For instance, in Spain, they are considering it. Deprescribing study has shown some efficacy, which was already shown in the study that you mentioned in Israel. And in New Zealand, where deprescribing also happens, there are more doctors who are more cognizant of this problem.
The problem is, unfortunately, that there should be more knowledge of polypharmacy among organ specialists. They tend to go ahead, looking only at the organ they are in charge of. And again, this is something I may be biased against, being a generalist doctor who believes to know everything.

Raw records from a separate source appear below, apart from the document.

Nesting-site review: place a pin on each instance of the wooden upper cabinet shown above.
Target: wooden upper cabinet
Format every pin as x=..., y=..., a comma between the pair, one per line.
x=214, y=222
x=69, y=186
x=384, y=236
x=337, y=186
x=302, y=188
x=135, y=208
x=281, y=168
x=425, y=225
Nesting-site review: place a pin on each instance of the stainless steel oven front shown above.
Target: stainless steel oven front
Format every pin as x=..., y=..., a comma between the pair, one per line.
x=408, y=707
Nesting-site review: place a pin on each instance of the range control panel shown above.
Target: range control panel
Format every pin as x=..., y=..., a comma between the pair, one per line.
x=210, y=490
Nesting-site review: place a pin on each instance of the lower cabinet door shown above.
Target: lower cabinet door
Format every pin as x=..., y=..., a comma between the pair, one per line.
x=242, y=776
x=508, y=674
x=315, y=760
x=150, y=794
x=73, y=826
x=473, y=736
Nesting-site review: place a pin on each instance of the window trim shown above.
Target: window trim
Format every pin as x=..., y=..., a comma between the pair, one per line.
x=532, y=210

But this is a problem. You see, specialization became very important in the 80s or the 70s of the last century. There was so much progress in medical technology. And of course, it was very difficult to keep pace with the progress of technology, particularly for the internists, or the general practitioners, and the geriatricians.
But very often the specialists tend to forget, particularly the youngest people who were not trained adequately in general medicine. They tend to focus too much on technology and not to look at the patient as a whole. And this is probably the problem.
We are not, of course, the best example because I told you that even the Italian Society of Internal Medicine, when we started our registry, there were a lot of problems. But at least we have shown that there is some degree of improvement.
If you tackle the issue of polypharmacy, you don't devote yourself only to it. I do it myself. I am an expert of relatively single disease, like bleeding disorder or thrombosis. That's why in the last part of my career, I thought that due to the aging of the population, perhaps my age, one should become interested in this problem of polypharmacy.
Dr. Anton Titov, MD: Thank you. No, that's very important because clearly, as the population ages, as more and more specialists are focusing on a particular organ, then polypharmacy continues to be a very big issue. It has to be tackled from the point of view of primary care physicians, from geriatricians and internal medicine physicians, because they are the ones that can really pull those levers.